クレア・キルナー監督、セックスシーンへの思い
ドラマ『ハウス・オブ・ザ・ドラゴン』は、『ゲーム・オブ・スローンズ(以下GoT)』のスピンオフ作品であり、『GoT』で批判されてきた問題点が比較的改善されている。『GoT』ではセックスや性暴力に関するシーンや表現が何度も問題になってきたうえ、女性キャラクターの扱われ方も批判されてきたが、それを引き起こした要因の1つには、全73話を撮った監督19名のうち女性監督は1人、脚本家のうち女性は2人だけだったということがある。
しかし、『ハウス・オブ・ザ・ドラゴン』ではシーズン1の第4話で女性のクレア・キルナー監督を起用。第1話から3話、6話、7話は男性監督だが、キルナー監督は5話と9話も手掛けるため、今後に向けて良い流れが出来ている。そして、彼女がメガホンを取った第4話が早速大絶賛の嵐に! というのも、この回では様々なセックスシーンが多く、それらが『ゲーム・オブ・スローンズ』のように酷くないどころか、正しく描かれているというのだ。
キルナー監督はHBOによるメイキング映像のなかで、「男性監督がセックスシーンをどうやって撮影するかを見てきた」と話す。だからこそ、レイニラとデイモンがキスをし、しかしデイモンがレイニラとセックスは出来ず、その後1人になったレイニラがサー・クリストンを誘うという一連の展開で、レイニラが1人の人間として感情を持っているリアルな様子が描けたのだろう。
「デイモンはそれがレイニラにとってショッキングなことだと思っていたけど、彼女はショックを受けただけでなく、テンションがあがっていた。そしてそれが起こった時…、彼には何もなかった。そして彼は、コントロールができないこと、主導権を握れないことに折り合いをつけられなかった。あれが何を言っているかって、あの若い男性と同じくらいセックスがしたい若い女性がいるということではないでしょうかね(笑)」
インティマシー・コーディネーターが女性俳優たちを守る
一方で、女性がセックスを楽しむ様子が描かれたからといって、撮影現場で女性が守られないようなことはなかったよう。本作では、俳優が裸になる撮影や、セックス・キスシーンなどの親密なシーンで俳優を守る専門家のインティマシー・コーディネーターが雇われた。『ハウス・オブ・ザ・ドラゴン』や『Got』の制作局HBOは2018年から全作品の全親密シーンでインティマシー・コーディネーターを起用している。
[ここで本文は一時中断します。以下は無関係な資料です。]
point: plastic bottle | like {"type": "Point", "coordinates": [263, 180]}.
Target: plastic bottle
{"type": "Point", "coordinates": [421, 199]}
第4話では、アリセントとヴィセーリス王の親密なシーンも複数あったが、アリセントを演じたエミリー・キャリーは『GoT』におけるセックスシーンが「暴力的」だったことを知っていたため、脚本を読んだ時から「怖かった」と言う。
しかも、撮影時にエミリーは18歳で、王を演じるパディ・コンシダインは彼女より30歳年上。彼と面識はなかったエミリーは、米Newsweekのインタビューで、「47歳の男性と私だけがいるっていう想像しかできなかったです。少し危惧していました」と振り返る。しかしインティマシー・コーディネーターが味方でいてくれることが大きな助けになり、撮影を乗り越えることができたという。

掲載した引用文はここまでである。